There are some limitations on which parameters can be encrypted and decrypted and the number of encrypt and decrypt sessions per command.

Only the first command parameter can be encrypted and only the first response parameter can be decrypted, and in both cases, only if that first parameter is a TPM2B as defined in Chapter 5. Commands that don't have a TPM2B as the first command parameter cannot be sent to the TPM using sessions set for decrypt; likewise, if a response's first parameter isn't a TPM2B, the response can't be received using an encrypt session.

As you learned in Chapter 13, commands can be sent with up to three sessions.

But a maximum of one session per command can be set for decrypt and a maximum of one for encrypt. If a command allows the use of both decrypt and encrypt sessions, the same session can be used to set both attributes or separate sessions can be used, one for each attribute.

So how do you enable decrypt and encrypt sessions?

Decrypt/Encrypt Setup

At first glance, configuring sessions as decrypt and/or encrypt sessions is very easy. For an open session, all you have to do is set either or both of the session attributes bits in the authorization area for the command: sessionAttributes.decrypt and/or sessionAttributes.encrypt.

Of course, things are rarely that simple, and it's certainly true here. For a decrypt session, the caller has to properly encrypt the first parameter. Likewise for an encrypt session, the caller has to properly decrypt the first response parameter after receiving it from the TPM; otherwise, it will be meaningless gibberish to the caller. Two modes of encryption are used for decrypt and encrypt sessions: XOR and CFB mode. These modes are set when the session is created. Both modes have the property that the plain text and ciphertext are the same length, so the byte stream lengths don't change. Session nonces figure into the encryption, which ensures that the encryption and decryption operations function as one-time pads.

For XOR mode, a mask (one-time pad) is generated and XORed with the data to be encrypted or decrypted. The mask is generated by passing the hashAlg (authHash parameter used when the session was started), the HMAC key, the string “XOR”, nonceNewer, nonceOlder, and the message size to the key derivation function (KDFa).

The output is a mask that is as long as the message to be decrypted or encrypted. A simple XOR of the mask with the data completes the encryption or decryption operation.

For CFB mode, the KDFa is used to generate the encryption key and initialization vector (IV). The inputs to the KDFa are hashAlg (the authHash parameter used when the session was started), sessionKey, the “CFB” string, nonceNewer, nonceOlder, and the number of bits (bits) needed for the symmetric key plus the IV. The output is a string of bits length, with the key in the upper octets and the IV in the lower octets. The IV size is determined by the block size of the encryption algorithm. The key and IV are used as inputs to the encryption algorithm to perform the required encryption or decryption operation.

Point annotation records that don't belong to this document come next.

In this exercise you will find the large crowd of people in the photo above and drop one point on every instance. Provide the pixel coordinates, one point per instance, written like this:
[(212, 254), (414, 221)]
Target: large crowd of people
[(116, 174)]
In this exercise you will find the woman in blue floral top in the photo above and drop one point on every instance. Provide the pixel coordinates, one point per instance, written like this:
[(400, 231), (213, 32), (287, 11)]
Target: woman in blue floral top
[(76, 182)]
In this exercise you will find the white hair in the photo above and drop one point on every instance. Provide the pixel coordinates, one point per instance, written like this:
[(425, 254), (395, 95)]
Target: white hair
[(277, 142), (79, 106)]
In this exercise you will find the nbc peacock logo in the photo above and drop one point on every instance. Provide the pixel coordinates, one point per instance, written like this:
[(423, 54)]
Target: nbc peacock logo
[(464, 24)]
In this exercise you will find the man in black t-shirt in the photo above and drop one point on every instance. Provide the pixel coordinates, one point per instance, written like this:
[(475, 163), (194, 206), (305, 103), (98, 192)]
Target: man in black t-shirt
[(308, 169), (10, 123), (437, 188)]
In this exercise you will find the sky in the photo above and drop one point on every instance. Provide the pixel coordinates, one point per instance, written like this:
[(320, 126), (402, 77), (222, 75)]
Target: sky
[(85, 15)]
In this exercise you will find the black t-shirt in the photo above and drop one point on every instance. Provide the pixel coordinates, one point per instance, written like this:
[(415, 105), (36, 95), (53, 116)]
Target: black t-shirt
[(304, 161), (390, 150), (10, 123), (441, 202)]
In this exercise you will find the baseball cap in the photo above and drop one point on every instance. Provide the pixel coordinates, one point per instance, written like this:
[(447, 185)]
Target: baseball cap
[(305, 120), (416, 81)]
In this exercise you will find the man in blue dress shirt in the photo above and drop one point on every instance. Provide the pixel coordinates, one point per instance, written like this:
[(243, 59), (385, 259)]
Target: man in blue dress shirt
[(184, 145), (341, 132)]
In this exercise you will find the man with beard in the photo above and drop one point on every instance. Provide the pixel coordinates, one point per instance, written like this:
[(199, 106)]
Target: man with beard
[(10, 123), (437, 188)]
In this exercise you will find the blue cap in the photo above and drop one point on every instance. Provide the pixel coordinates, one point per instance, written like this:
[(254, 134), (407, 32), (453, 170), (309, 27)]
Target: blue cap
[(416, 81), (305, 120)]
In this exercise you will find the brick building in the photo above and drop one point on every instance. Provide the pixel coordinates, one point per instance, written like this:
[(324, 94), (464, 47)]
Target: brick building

For both XOR and CFB modes, nonceNewer and nonceOlder figure into the encryption. For XOR mode, because the nonces change, a different mask is generated for encryption of command parameters than the one used for response parameters. Likewise, for CFB mode, a different encryption key and IV are generated for commands and responses. In both XOR and CFB modes, because the nonces roll for every usage of the session, encrypt and decrypt sessions act as one-time pads.